Kayseri’ye 65 milyon liraya stat yapıyorsun, Fenerbahçe konuk geliyor, 8 bin 25 seyirci”!..Geçtik futbolu, boşverdik Fenerbahçe’yi, “Kayserili ticareti iyi bilir” lafına yanıyorum ben şimdi.
Ticaret bunun neresinde?..
Alttan ısıtmalı, yandan aydınlatmalı çiçek gibi stat; bir yanda Süper Lig’in en “meşhuru”, diğer tarafta senin kimliğinin kramponlusu... 33 bin koltuğun 4/3’ü boş...
Ya para yok millette, ya da gözünde futbolun değeri.
Seyircinin yarısı en ucuz yerden seyrediyor. 30 liralık bilet alan 4042 kişi.200 liralık lüküs yerlere ancak 33 Kayseri’li kıyıyor. Bir maça 200 lira verdiler diye, yakında o 33 kişinin de ticari hayatı biter Kayseri’de.
“Futbolun iflası” bağıra bağıra geliyor.
Geçelim Diyarbakırspor-Galatasaray maçına...
Diyarbakır halkı hiçbir maçı bu kadar çok konuşmamıştı. Sokaklarda, kahvelerde tartışılmıştı Diyarbakırspor’un çekilip çekilmemesi. O kadar farkındaydı halk. O kadar ilgiliydi.
Ne olması lazımdı?.. Seyirci stada sığmayacak, birbirini çiğneyecek değil mi?
Kel tribünlerde beş bin kişi.
Neden?
Galatasaray gelmiş ya; biletler 30 TL’den başlıyor.

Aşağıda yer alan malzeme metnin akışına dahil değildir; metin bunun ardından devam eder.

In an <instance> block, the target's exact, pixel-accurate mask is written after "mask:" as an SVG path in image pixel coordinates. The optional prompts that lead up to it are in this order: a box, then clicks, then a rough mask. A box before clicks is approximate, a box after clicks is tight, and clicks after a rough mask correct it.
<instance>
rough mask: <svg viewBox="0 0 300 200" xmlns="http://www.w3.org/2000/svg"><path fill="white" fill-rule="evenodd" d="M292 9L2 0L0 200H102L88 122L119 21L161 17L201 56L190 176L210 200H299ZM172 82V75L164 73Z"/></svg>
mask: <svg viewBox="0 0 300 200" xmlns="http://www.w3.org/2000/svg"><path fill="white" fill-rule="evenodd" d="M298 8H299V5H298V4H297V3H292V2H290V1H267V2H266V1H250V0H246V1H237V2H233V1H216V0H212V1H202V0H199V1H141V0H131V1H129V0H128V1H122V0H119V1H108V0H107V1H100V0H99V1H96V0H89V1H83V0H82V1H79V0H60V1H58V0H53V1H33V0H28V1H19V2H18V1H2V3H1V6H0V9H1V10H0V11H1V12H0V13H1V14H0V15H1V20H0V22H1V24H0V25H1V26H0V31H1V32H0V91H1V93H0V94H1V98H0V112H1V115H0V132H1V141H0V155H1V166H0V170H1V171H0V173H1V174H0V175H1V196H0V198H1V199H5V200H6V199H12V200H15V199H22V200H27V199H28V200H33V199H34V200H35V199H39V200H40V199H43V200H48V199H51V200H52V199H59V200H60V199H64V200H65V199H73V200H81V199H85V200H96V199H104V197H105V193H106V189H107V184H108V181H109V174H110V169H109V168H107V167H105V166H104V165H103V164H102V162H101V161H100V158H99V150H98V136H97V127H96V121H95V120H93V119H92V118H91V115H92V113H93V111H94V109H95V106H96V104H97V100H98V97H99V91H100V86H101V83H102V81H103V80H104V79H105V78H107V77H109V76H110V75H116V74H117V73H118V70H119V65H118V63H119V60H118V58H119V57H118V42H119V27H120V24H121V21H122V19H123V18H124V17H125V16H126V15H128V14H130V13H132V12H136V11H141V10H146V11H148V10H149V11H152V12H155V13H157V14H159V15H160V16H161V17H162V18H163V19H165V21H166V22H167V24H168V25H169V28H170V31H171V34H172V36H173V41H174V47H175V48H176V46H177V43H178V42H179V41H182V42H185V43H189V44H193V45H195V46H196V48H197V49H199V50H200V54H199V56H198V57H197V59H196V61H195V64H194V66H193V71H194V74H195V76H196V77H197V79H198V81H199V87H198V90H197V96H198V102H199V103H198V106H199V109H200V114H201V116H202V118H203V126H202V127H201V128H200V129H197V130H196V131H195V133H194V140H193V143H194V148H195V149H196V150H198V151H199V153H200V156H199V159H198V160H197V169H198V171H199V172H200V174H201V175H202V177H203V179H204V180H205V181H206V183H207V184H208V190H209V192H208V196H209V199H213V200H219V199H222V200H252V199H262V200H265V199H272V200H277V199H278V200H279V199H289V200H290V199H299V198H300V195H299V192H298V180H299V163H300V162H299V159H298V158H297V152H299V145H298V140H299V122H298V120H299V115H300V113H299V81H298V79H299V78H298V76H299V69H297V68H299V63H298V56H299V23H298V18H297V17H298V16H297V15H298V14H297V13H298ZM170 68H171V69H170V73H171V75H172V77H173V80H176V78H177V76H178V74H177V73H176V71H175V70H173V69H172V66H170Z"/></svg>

En fiyakalısı 200 lirayı buluyor.
Diyarbakır’ın varoşları 200 lirayı bir yılda görmüyor.
İki sonuç çıkar bundan.
Birincisi, halkın futbola ayırdığı bütçe tükendi.
İkincisi ... Halk “yağmurda gidilecek istikameti beğenmeyen, güneşte selektör yapıp kapı açan taksici” gibi idareci istemiyor.
Kendi takımı da olsa cezalandırıyor.
Üçbüyükler gelince 1 liralık koltuğu 30 liraya çıkarmak, sıradan maçlarda seyirciye “Gelin” diye yalvarmakla yürümüyor bu işler.
Hem “kendi kendini inkar etmek” anlamına gelmiyor mu maçına göre fiyat?.. Sen stadı Fenerbahçe, Galatasaray, Beşiktaş için yapmışsın demek ki. Sana 1 lira veren seyircin, üç büyüklere 30 mislini vermek zorunda.
O zaman ağlama... Madem ki, senin taraftarın için bile reyting Fenerbahçe, Galatasaray, Beşiktaş’ta; naklen yayın gelirlerinden de “senin otuz katını” alması lazım üç büyüklerin.
O zaman zaten battın. Olmamalısın futbol dünyasında.
Berbat paradokslar içinde yuvarlanıyoruz vesselam:
Bu ülke, bu futbolla ve bu ekonomik koşullarla, bu fiyatları, bu yatırımları kaldıramıyor. İstanbul da tükeniyor. Anadolu topraklarına “futbol ekip para biçerek” oradaki takımları besleyecek hali kalmadı besbelli.
Anadolu çökerse, İstanbul ayakta kalır mı sanıyorsunuz.
Gün gelecek, şampiyonluklara üçer-beşer sene ipotek koymaya çalışmak yerine üç büyükler de “bir Anadolu takımı şampiyon olsa” diyecekler göreceksiniz.
Mecbur olacaklar.
Lüks stat yapıp İstanbul’dan takım gelince seyirciyi söğüşlemek metodu çalışmıyor işte. Rakip yoksa lig de yok. Öyleyse... Anadolu’nun havaya girmesi için şampiyonluk lazım. Hatta İstanbul takımlarının refahını sürdürebilmesi için bile Anadolu’dan şampiyon çıkması lazım.